Rebagging a bag

When traveling for just a few days, I do not need a backpack or larger travel bag. They are too big, get in the way and a lot of space is wasted. To solve that problem a smaller travel bag was needed. I wanted something a bit different and found one, but it needed some changes.

I left the side pockets alone. Only a water bottle is carried there and maybe a few munchies, nothing valuable.

The Gootium 21217 Canvas Messenger Bag is tough and well constructed. However, it is not very well designed. The buckles are functional, but mainly cosmetic. A snap releases the strap—far too easily! This bag is a pickpockets delight, an 8 year old street kid in Marrakesh would empty the bag within seconds. However, I like the thing—so rather than return it, did some alterations. To do that: I bought some serious needles, heavy linen thread, then had a good look at what needed doing and how it could be achieved.

The changes
A number of bits had to be altered to get the bag up to spec for me.

Get rid of those snaps and sew the buckles onto the bag
The most crucial thing which needed attending to.
One of the two snap straps to be removed.

Unpicking the thread that held them on.

Ready to sew the buckles on.

Trim the end of the straps
They needed to slip through the buckles a lot easier (strap ends were too wide and a pain to insert through the buckle). This was the simplest part.
A trim with scissors did the trick.

Shorten the main zipper.
At first I thought this was going to difficult to do but it turned out to be fairly easy.
A Before and After. The leather tab was unstitched, zipper cut, the end wrapped with linen thread and glued the tab to the end of the zipper with some rubber cement.
I could have left this but it was just too untidy.

The ends of each side I have left as they are, for the time being. A plastic inner bag for all the contents should suffice.
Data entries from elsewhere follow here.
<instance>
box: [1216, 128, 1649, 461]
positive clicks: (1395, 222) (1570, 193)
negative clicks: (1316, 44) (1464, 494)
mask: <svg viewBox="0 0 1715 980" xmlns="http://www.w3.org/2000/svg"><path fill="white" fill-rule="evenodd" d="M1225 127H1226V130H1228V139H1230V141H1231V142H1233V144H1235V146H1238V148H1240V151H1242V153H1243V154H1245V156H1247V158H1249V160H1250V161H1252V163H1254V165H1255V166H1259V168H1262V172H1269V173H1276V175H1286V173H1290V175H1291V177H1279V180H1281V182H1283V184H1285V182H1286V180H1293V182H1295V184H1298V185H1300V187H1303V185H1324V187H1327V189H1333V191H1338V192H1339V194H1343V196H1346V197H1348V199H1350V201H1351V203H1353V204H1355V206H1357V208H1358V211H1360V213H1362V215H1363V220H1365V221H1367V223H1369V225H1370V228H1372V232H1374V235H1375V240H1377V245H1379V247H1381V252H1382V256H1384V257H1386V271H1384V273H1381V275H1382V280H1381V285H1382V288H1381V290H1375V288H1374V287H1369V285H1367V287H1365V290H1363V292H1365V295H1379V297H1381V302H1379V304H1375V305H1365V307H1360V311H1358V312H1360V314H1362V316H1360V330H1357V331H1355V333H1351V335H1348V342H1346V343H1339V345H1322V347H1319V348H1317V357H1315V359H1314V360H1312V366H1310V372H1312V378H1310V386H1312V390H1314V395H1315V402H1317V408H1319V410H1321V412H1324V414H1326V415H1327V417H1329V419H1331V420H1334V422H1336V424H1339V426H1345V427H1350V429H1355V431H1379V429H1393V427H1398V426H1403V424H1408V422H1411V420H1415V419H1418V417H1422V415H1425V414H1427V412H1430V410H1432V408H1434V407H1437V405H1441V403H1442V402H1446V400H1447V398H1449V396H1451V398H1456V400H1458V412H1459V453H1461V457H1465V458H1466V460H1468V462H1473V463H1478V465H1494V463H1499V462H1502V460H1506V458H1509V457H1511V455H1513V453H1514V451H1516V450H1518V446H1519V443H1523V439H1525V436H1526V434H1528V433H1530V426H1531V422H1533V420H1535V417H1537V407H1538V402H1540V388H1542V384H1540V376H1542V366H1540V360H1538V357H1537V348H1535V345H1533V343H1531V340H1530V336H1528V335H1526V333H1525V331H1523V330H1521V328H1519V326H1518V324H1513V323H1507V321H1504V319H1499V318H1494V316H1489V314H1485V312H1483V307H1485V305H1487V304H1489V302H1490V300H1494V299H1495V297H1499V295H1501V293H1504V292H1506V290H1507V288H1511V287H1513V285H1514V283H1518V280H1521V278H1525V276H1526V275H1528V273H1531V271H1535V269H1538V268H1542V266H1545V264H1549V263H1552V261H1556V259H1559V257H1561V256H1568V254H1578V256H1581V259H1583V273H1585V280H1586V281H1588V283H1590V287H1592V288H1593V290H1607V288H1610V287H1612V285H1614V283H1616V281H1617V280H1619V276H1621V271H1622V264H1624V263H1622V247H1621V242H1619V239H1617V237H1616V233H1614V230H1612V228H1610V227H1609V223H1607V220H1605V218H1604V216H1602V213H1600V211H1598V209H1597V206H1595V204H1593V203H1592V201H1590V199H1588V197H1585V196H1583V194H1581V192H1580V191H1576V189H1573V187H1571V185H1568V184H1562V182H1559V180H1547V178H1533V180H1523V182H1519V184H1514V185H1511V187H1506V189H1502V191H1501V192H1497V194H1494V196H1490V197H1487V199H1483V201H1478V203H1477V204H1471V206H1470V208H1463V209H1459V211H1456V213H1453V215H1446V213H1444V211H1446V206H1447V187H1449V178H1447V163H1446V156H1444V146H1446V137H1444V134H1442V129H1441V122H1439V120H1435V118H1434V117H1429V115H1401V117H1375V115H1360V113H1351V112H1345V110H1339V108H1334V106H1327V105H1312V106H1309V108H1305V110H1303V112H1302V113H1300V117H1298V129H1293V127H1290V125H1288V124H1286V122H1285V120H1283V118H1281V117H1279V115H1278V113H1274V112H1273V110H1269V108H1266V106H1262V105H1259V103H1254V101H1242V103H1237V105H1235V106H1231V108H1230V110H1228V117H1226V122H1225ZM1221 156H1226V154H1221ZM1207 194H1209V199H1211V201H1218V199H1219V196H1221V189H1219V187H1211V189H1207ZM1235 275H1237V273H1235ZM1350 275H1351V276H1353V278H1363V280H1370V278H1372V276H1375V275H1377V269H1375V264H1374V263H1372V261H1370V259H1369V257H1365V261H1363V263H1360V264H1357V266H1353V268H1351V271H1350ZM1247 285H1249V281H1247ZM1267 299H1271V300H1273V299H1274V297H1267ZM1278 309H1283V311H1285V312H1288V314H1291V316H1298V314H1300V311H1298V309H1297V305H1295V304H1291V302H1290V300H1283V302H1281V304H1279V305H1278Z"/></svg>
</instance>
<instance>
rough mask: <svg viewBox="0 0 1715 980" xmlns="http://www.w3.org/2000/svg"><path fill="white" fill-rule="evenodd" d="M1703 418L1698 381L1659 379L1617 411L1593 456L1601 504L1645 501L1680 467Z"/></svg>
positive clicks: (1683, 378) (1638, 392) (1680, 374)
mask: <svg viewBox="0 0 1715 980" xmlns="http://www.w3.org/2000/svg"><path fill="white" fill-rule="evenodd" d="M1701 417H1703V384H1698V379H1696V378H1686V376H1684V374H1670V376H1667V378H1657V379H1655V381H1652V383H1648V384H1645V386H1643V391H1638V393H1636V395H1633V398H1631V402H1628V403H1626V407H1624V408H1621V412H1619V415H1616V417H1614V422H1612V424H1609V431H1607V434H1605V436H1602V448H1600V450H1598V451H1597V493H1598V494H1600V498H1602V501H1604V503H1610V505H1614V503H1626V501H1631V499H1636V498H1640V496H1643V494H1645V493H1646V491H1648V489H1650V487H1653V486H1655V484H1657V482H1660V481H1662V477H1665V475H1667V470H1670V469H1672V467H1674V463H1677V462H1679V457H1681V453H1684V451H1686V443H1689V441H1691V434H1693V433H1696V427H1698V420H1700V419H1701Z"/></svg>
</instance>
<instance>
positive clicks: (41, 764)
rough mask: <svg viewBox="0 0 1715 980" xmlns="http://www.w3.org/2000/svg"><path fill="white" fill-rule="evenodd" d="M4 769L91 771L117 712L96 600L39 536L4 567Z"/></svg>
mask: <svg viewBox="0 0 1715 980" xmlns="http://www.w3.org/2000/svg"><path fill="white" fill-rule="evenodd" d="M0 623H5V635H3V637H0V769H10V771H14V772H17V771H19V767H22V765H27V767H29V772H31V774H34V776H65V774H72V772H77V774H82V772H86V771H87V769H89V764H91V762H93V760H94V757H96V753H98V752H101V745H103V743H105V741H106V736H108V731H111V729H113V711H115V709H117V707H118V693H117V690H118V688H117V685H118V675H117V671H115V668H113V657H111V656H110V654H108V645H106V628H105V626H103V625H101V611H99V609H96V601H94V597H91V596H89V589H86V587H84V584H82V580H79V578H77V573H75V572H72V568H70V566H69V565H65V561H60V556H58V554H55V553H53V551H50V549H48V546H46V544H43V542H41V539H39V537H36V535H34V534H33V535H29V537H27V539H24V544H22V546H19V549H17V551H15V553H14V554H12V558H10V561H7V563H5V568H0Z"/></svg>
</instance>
Waterproof it as much as possible
While the bag will never be 100% waterproof, at least if I'm caught out in a downpour, the stuff inside will stay reasonably dry.

I wet the bag with fairly warm water and soaked the whole thing with Granger's Performance Repel (did this on my small grey bag and kept everything inside dry—so did the same here).

Someone's bound to ask, "So, just what are you going to carry then?"
Not a lot.
  1. Obviously a camera. either the bridge camera or the little one, depending on what I expect to encounter. 2 Fully charged batteries will suffice for a couple of days, so the charger stays home.
  2. A toiletry bag (maybe).
  3. A Pukka Pad notebook and pen (usually in one of my pockets).
  4. Some minor clothing (in the big bag—thank you Renfe).
  5. The small bag has various bits in like an SD Card reader, OTG cable etc-etc.
  6. That's it primarily. There's plenty of room left in the bag for some extra stuff if needed.
This gets its first international outing on my trip to Jerusalem in a couple of weeks (Dec 18, 2016—worked a treat, so easy to carry on and off plane).

Sometimes we buy things but they are not quite there and we have to change stuff to meet our requirements. Such was the case with this bag.